Chapter Eighteen:
Dreams of Tomorrow
Adrina rocked back and forth. She was quiet, angry—resolved to be angry forever. The darkness was a chasm that sought to swallow her, and if it did, nothing of the woman she was becoming would remain.
Everything she touched seemed to wither. Everything she cared about seemed to fade from the world. Why couldn’t she wither and fade away as well? It would be so easy to slip into the night and be gone from the world.
A quiet voice behind her called out, “Adrina, come down, let’s talk about this. You can’t control what other people do or think. You aren’t responsible—we tried and that’s all we could have done.”
Adrina spun around, the narrow brickwork of the castle wall making it difficult to keep her footing. Her long black hair fluttered in the wind. Her slender body wobbled.
Emel turned to Myrial. “Talk some sense into her please.”
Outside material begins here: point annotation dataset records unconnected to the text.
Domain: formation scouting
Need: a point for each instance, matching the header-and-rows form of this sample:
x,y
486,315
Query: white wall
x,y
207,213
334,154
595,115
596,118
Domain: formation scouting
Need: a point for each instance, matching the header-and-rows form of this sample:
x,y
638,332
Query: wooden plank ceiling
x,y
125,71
“At times like this I would send Lady Isador to the wall. She would handle this, she’d know what to do.”
“Lady Isador isn’t here. It’s just you and I.”
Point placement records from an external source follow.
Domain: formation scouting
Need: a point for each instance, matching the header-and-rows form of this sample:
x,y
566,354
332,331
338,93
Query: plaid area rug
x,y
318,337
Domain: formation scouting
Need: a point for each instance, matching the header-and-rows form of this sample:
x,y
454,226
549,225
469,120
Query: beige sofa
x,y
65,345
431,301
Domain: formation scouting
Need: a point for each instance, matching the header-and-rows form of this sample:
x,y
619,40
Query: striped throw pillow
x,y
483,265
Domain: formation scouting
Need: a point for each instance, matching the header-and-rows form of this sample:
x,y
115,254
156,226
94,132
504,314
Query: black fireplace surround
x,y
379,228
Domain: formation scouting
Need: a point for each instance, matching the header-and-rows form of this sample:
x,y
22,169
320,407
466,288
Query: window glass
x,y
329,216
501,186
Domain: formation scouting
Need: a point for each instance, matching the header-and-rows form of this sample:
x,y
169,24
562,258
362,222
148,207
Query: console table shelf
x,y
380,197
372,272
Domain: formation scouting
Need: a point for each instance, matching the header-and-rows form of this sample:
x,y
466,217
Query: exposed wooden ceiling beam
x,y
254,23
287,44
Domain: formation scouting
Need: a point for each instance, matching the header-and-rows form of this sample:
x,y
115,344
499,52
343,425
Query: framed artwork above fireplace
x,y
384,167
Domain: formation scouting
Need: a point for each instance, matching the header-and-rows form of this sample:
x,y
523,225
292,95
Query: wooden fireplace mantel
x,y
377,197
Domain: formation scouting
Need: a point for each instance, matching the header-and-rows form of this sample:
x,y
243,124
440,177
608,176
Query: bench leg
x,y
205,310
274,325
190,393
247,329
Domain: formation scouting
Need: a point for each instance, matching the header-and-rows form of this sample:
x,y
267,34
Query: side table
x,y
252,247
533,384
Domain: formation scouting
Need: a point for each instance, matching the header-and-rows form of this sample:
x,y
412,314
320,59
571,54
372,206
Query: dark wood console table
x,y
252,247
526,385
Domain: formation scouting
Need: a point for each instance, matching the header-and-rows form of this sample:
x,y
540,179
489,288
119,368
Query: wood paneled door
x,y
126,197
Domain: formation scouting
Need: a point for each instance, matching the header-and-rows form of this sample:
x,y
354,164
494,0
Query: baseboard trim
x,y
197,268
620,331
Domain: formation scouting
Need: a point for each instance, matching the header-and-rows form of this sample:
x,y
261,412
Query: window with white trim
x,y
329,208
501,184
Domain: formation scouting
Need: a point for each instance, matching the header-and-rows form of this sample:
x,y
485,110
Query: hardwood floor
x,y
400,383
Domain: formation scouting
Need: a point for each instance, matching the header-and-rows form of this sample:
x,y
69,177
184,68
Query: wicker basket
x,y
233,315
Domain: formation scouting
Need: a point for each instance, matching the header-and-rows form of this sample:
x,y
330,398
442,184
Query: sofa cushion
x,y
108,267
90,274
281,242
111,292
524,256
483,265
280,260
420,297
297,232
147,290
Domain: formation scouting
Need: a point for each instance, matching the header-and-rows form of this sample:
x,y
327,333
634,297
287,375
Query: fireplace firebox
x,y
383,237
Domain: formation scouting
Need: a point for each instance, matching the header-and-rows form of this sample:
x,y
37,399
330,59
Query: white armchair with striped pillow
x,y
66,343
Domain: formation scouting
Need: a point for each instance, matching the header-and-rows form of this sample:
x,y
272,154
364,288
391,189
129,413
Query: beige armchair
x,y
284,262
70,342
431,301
Adrina stretched out her arms. She imagined she could float on the wind. “Come fly with me,” she whispered. “We can steal away into the night and no one will know.”
“Adrina, you can’t fly!” shouted Emel. “You’re scaring me, please come down!”
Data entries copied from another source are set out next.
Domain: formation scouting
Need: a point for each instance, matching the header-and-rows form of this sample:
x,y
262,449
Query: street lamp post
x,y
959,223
Adrina turned away from Emel and stared out into the darkness. “Why can’t I fly? If I can wish it, I can do it—and I wish to fly.”
“You have no magical powers; you’re no witch or devil,” said Myrial. “You can’t fly. Only birds can fly and you’re no bird. Take my hand, Adrina. Take my hand and come down from the wall.”
Adrina started to wave her arms. In her mind she was a bird, a bird that could fly and soar away into the darkness. “I could have done much more. I could have. Seth would have seen the truth. He would have known. Galan would be here now.”
Myrial took a few steps toward Adrina. “Galan is gone. Nothing you do will bring her back. Everything you do up there risks your life! You’re no fool. Why would you want to end as a fool? Is that how you want to be remembered, as a fool? A girl who couldn’t take the weight of the world.
“Let me tell you about the weight of the world, waking in dirt because there is no straw, eating food deemed unfit for the King’s pigs, being ordered about as a house slave, and I may have been the housemaster’s house slave, but he couldn’t have my heart, stop my mind from thinking or my soul from crying out. Never in all that time did I really wish to go—I wanted to live. Oh, how I wanted to live, to have the world see me as I saw the world. You gave me that chance, Adrina, a chance to become much more than I was. You never asked anything in return. You gave freely.